Chloroquine was also identified as a potential therapeutic for the MERS coronavirus, which emerged in the Middle East in 2012.

We identified four compounds (chloroquine, chlorpromazine, loperamide, and lopinavir) inhibiting MERS-CoV replication in the low-micromolar range (50% effective concentrations [EC50s], 3 to 8 μM).

Hydroxychloroquine is generally considered equipotent to Chloroquine, but has the advantage of being less toxic and thus safer to administer.

Unsurprisingly, given its much longer history, HCQ has a larger body of research evidence regarding its efficacy against COVID-19 than Ivermectin as well, with some 290 separate studies as of September 29, 2021, including 44 Randomized Controlled Trials. Like Ivermectin, HCQ shows significant efficacy against COVID-19.

•97% of the 32 early treatment studies report a positive effect (13 statistically significant in isolation).

•Meta analysis using the most serious outcome reported shows 64% [54‑71%] improvement for the 32 early treatment studies. Results are similar after exclusion based sensitivity analysis and after restriction to peer-reviewed studies. Restricting to the 8 RCTs shows 46% [16‑65%] improvement, and restricting to the 13 mortality results shows 75% [60‑84%] lower mortality.

•Late treatment is less successful, with only 68% of the 196 studies reporting a positive effect. Very late stage treatment is not effective and may be harmful, especially when using excessive dosages.

•83% of Randomized Controlled Trials (RCTs) for early, PrEP, or PEP treatment report positive effects, the probability of this happening for an ineffective treatment is 0.0038.

Even looking at just the 44 extant Randomized Controlled Trials, HCQ shows a 46% improvement in patient outcomes in early treatment. Although late treatment is considerably less effective, with only a 17% improvement, it is at least somewhat effective even at that stage of the disease. HCQ seems less effective at prophylaxis than Ivermectin, reporting only a 19% improvement for Pre-Exposure Prophylaxis and 26% improvement for Post-Exposure Prophylaxis. Overall, HCQ accounts for a 26% improvement vs the controls used in RCTs.
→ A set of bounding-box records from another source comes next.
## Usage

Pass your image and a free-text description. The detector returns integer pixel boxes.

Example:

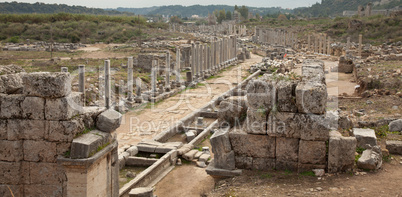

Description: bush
[8,36,20,43]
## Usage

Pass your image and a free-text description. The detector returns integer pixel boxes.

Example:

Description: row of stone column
[253,27,297,48]
[187,36,237,82]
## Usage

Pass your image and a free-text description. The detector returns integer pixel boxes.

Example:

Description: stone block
[0,184,24,197]
[302,60,325,84]
[251,158,276,171]
[296,82,327,114]
[47,120,84,142]
[218,101,246,126]
[328,131,357,173]
[7,119,48,140]
[299,140,327,164]
[183,150,198,161]
[23,140,57,162]
[185,130,195,142]
[22,72,71,98]
[235,156,253,169]
[276,80,297,113]
[247,80,276,113]
[29,162,67,185]
[45,92,83,120]
[353,128,377,149]
[229,130,275,158]
[21,97,45,120]
[244,108,269,135]
[96,109,123,132]
[0,73,24,94]
[0,120,8,140]
[386,140,402,155]
[0,140,23,162]
[298,163,326,173]
[294,114,330,141]
[0,161,30,185]
[276,137,299,162]
[275,159,298,172]
[388,119,402,132]
[267,112,301,138]
[128,187,154,197]
[24,184,65,196]
[357,146,382,170]
[70,130,112,159]
[0,94,25,119]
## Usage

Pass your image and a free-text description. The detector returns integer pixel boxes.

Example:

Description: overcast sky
[0,0,321,8]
With scientific research indicating efficacy against SARS and MERS, and extensive clinical study showing efficacy against SARS-CoV-2, the body of evidence supporting the efficacy of HCQ as an antiviral and in particular in treating COVID-19 is quite substantial.

No Magic Bullets

We should note that neither Ivermectin nor Hydroxychloroquine are 100% effective against the SARS-CoV-2 virus. We should acknowledge that neither the Merck nor the Pfizer antiviral candidates are 100% effective against the SARS-CoV-2 virus. These drugs are not now, have never been, and never will be “a cure” for COVID-19.

Similarly, the current inoculations produced by Pfizer and other pharmaceutical companies are not 100% effective at stopping either SARS-CoV-2 infection or transmission. The current debates over booster shots for these inoculations, and Pfizer’s own ongoing research into antiviral treatments for the disease, are absolute proof of the limitations of the inoculations against COVID-19.

These are therapies and preventatives. They are not “magic bullets”. There is no magic bullet against COVID-19, and it is highly unlikely there will ever be a magic bullet against COVID-19.

Yet Merck and Pfizer demonstrate that effective therapeutics against the SARS-CoV-2 virus are possible. They demonstrate that inoculations are not the only healthcare option available. They demonstrate that we owe it to ourselves to examine all the healthcare options, to scrutinize and contextualize the available data, and to make full use of all potential therapies and remedies.

They demonstrate that we need to give a closer look to Ivermectin and Hydroxychloroquine.